Tu accompagnes ta mère à l’aéroport. Tu pourrais passer des heures à te plaindre de l’état plus qu’approximatif de ce lieu qui est pourtant la porte d’entrée du plus beau pays du monde. Parce que bien évidemment entre les accès tarabiscotés, les chariots qui ne roulent pas vraiment droit et les micros aux mauvais sons saturés, il y en aurait des choses à dire. Mais aujourd’hui ce n’est pas ça qui t’interpelle. En arrivant dans le hall de l’aéroport, ce qui t’a frappée c’est le nombre de gens attablés dans les cafés à boire un jus ou à croquer un sandwich (à l’allure douteuse cela dit). Rien de surprenant a priori. Mais comme on est en plein ramadan, forcément ça t’interpelle. Ça ne te choque pas, bien au contraire.
Tu rêverais même que chacun puisse faire ce qu’il veut en public et ne pas être obligé de se cacher. Mais bon, là encore, c’est un autre débat. Donc voilà, des gens étaient en train de dé-jeûner le plus sereinement du monde. Et même si cette expression ne veut rien dire du tout, tu peux affirmer qu’ils étaient tous d’“apparence musulmane”. Alors, forcément, ce soir quand tu arrives chez ta tante pour le ftour familial tu racontes la scène que tu as vue plus tôt. Et tout le monde trouve ça normal, ça ne surprend personne. Ta famille serait-elle devenue un bastion de défenseurs des libertés individuelles ? Non, ils trouvent tout ça normal parce que c’est “3ala safar”, en voyage donc. Logique. Du coup tu leur demandes si ça les choquerait de voir quelqu’un manger sur une aire de repos d’autoroute pendant le mois sacré. Et là, ils sont unanimes. Ça ne se fait pas ! Ah bon ? Alors toi tu veux bien essayer de comprendre la prétendue logique de ta famille, décidément pleine de contradictions, mais tu trouves ça vachement hypocrite.
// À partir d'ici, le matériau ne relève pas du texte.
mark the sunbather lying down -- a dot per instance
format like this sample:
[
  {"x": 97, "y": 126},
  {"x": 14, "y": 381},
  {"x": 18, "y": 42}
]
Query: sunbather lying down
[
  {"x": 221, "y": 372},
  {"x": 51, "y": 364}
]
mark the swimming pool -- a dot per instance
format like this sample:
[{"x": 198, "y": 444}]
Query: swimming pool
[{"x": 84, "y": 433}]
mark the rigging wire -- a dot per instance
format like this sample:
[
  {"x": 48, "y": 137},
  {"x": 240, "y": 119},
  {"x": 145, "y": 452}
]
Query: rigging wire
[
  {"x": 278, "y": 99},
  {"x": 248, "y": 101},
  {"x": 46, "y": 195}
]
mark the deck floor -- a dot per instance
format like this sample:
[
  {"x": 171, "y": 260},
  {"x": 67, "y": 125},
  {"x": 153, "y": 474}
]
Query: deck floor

Depuis quand prendre un avion pour un trajet d’une heure trente minutes est-il plus pénible que de se taper cinq heures de route sous la canicule ? Et puis c’est dangereux, non, de conduire en étant en potentielle hypoglycémie ? Et les chauffeurs de car qui transportent des gens ? Personne ne trouve rien à te répondre à part un “que veux-tu, c’est comme ça”. C’est comme ça ! Mais selon qui ? Selon quoi ? Ce fatalisme, cette espèce d’acceptation sans discuter t’agace. Et comme tu es d’humeur à t’engueuler — c’est de saison l’énervement — tu décides d’enfoncer le clou. Tu mets les pieds dans le plat et dis : “Vous ne trouvez pas ça injuste que les filles n’héritent que de la moitié des garçons ?”. Ton cousin, le faux dé- vot de service, lève les yeux au ciel. Monsieur refuse tout débat sur le fait religieux mais passe ses soirées ramadanesques à fumer des pétards en se trouvant cohérent. “Ewa qu’est-ce que tu veux ? C’est comme ça”, te balance ton oncle en finissant de croquer dans sa briouate aux amandes.
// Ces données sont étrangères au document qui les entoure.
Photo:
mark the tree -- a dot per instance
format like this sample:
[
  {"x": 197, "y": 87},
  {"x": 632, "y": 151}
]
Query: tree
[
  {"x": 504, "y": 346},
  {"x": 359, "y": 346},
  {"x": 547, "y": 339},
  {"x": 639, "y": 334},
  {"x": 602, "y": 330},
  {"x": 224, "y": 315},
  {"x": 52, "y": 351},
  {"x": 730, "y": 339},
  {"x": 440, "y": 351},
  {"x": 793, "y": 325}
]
Et donc, parce que c’est comme ça il faudrait accepter. Comme c’est écrit, c’est indiscutable. Pourtant, la main coupée du voleur, la répudiation de l’épouse, la lapidation sur la place publique, ça on a bien su les faire évoluer. Ta tante, féministe de salon à mi-temps, est horrifiée par la polygamie mais trouve ça normal que sa fille n’hé- rite pas autant que ses frères. Toi tu trouves ça illogique et scandaleux. Tu as très envie de leur rappeler à tous que lors de l’avènement de l’islam, les femmes étaient exclues de la succession et le Coran était extrêmement novateur en leur accordant le droit d’hériter. Mais bon, l’heure n’est visiblement pas au débat. Les hommes se lèvent, ils vont à la mosquée. Toi, tu trouves ça très beau de prier, mais tu te dis que respecter l’esprit du Livre et en comprendre le fond, ça rendrait ça encore plus beau.